Apparently in the 2015 Transportation Act (because tax law is under Transportation right?), the IRS is supposed to work with the Dept Of State on 'delinquent tax' payers who travel outside the USA (for us here the reverse applies).
So starting 16 Jan 2018 (in other words 'earlier this year'), the IRS will notify the DOS of US taxpayers who owe $5.1K+ in back taxes to suspend or revoke their US PP.

Article is here

NOTE, you must be DELINQUENT in paying. 
If you've never filed, or stopped filing years ago and are NOT DELINQUENT you won't likely be on their list (not yet anyway, but they seem to be working towards that end don't they?).
Please read the article for yourself.


----------



## Bevdeforges (Nov 16, 2007)

Do remember, too, that to be delinquent in paying, you would have to have some sort of assessment filed against you, whether the result of an audit or some question posed by the IRS (usually by letter) that you did not respond to. 

The fact that you don't have to file returns if your income is below certain threshold amounts means that it is unlikely they are able to assert any charge of "delinquency" against anyone who does not have the sort of income (or wealth) that would normally be reported to the IRS. (Think W-2s, 1099's or the FATCA bank account information your bank may send in.)
Cheers,
Bev


----------



## Nononymous (Jul 12, 2011)

Minor correction: the threat of passport withdrawal only applies for delinquency in excess of $51,000 (not $5.1k as stated in the original post). 

But otherwise, yes, it's a hollow threat against any ordinary non-compliant US person aboard. Literally by definition, you can't be delinquent if you are not compliant, not in the system. The IRS would need to do quite a bit of research to figure out who you were, how much you make and what you possibly owe, and would then need to make an assessment and all that. Immigration control has no access to tax information, you would literally need proceedings against you before you'd expect any problems entering the US.

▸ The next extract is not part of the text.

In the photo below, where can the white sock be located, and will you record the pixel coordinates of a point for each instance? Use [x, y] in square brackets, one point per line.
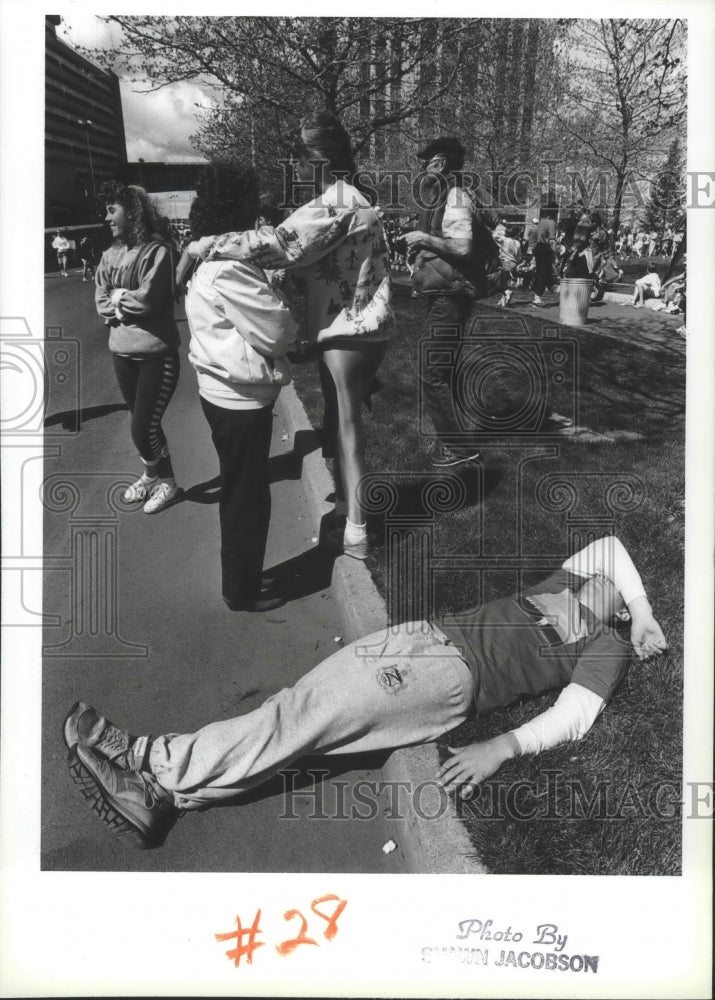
[354, 532]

This is not something most of us regular non-compliant types need to worry about. And if you're a dual citizen, who the hell cares? It's a cheaper way to get rid of your US passport than renouncing!


----------



## gairloch (Jun 24, 2011)

It's more likely to be used against US residents as the IRS has greater visibility on their earnings. It cannot be used against someone who does not actually owe anything.
Thank you for the correction.


----------



## Moulard (Feb 3, 2017)

As others have said, you have to have had an assessment, or multiple assessments against you either by having filed yourself or the IRS having filed a substitute return on your behalf. 

Pretty much the only time the IRS will do that is if they have evidence of US income AND no return was filed.... or they have evidence of significant overseas income through something like a Panama/Paradise Papers type leak or other exposure which implies a taxable income.

There are cases of extradition for tax evasion, but that would have to have a court judgement in the US against you and you would have to live in a country that would allow extradition based on the outcome of that case. Given the costs of court cases, that isn't going to happen over an amount as small as even 50k. The only case I really know is one that made the papers here... the sum was well in excess of $1mil though...


----------



## PrairieDawn (Dec 7, 2011)

Thanks for sharing this info!


----------